I open “Smalltalk” (whether that’s a browser-based version equivalent to Amber, LivelyKernel or Peter Fisk ‘s Smalltalk Express, or a desktop version like Pharo or Squeak), and what I see is a “smart notebook” type metaphor :
A single page that takes up the whole window. To which I can start adding “cells” or “cards” containing either code or “literate” styled documentation, or output produced by the code.
You’d still have tools like the Class Browser etc. But they’d be integrated within the same UI. Ie. the class browser is just more “pages” in the notebook. There’s no workspace or transcript because every page can have live code on it.
This UI is immediate. And focused on “do something”. You don’t have to learn how to navigate around a non-standard UI because it’s the conventions we’re already used to from the web and our mobile devices. Navigation between pages, appending “cells” or “cards in the stream” the kind we’re used to in chat apps.

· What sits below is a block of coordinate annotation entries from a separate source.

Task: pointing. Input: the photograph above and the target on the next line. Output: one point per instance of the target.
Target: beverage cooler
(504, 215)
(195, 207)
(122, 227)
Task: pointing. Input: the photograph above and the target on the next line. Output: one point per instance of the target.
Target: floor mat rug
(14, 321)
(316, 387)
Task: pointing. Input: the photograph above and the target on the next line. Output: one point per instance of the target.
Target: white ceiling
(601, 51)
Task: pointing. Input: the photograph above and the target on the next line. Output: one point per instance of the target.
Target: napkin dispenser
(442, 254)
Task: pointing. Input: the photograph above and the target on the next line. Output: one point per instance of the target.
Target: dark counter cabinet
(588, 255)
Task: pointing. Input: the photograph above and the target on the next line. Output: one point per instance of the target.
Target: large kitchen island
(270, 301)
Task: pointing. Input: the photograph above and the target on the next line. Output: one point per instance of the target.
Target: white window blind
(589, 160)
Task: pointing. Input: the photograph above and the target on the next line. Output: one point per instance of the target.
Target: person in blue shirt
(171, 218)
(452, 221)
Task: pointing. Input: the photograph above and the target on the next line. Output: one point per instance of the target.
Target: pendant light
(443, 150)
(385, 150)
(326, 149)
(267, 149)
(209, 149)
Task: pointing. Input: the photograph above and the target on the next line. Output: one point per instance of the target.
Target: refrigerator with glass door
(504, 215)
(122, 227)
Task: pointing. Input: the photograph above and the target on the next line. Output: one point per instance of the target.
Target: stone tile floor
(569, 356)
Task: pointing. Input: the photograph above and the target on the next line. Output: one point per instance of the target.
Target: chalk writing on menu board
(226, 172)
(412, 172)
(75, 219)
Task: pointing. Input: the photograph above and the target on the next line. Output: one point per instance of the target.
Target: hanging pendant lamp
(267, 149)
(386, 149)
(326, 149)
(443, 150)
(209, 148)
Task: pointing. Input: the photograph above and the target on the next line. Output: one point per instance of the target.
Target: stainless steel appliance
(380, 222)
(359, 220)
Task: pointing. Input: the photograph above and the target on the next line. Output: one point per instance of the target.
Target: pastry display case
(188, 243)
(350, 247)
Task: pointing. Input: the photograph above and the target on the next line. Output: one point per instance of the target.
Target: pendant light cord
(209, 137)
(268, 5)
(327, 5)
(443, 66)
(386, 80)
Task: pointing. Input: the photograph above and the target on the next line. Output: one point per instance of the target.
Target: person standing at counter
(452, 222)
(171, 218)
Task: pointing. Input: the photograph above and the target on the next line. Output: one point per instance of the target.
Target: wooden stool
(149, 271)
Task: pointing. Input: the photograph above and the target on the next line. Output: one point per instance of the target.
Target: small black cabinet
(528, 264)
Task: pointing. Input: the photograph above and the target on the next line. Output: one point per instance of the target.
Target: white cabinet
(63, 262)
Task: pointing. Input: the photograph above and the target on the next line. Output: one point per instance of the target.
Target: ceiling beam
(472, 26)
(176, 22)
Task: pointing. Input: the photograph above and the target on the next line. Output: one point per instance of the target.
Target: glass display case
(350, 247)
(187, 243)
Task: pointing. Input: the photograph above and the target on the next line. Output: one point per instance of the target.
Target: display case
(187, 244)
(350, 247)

Other UI conventions would be services that look like bots in Slack or Telegram eg. services at a name which can be invoked in a cell on any page through a little dialogue. And there would be notification streams too. “RecentChanges”, recently generated output. Messages from other users (it should be easy to share individual pages with other users)
I think if you took the underlying Smalltalk engine / VM / image. Stripped out all the legacy “desktop UI” stuff, and replaced with a simpler “multi-page notebook” metaphor, then it could be massively more compelling to people. It then becomes a “personal notebook” for doing little sketches / experiments.
If it’s also “social” ie. has chat streams. Or is like the Smallest Federated Wiki. Or has other ways to sync sketches and pages etc. then this would be spectacular.
And the Smalltalk VM / infrastructure is perfect for it.
But right now, anyone who looks into Smalltalk to see what all the fuss is about is confronted with an alien / non-standard ugly desktop, full of unfamiliar tools. Sure, that “Welcome to Pharo” window with all the tabs is an improvement on other systems. But it’s still not good enough.
I open Pharo, and I don’t know what to “do”. How to start playing around and doing something useful and fun.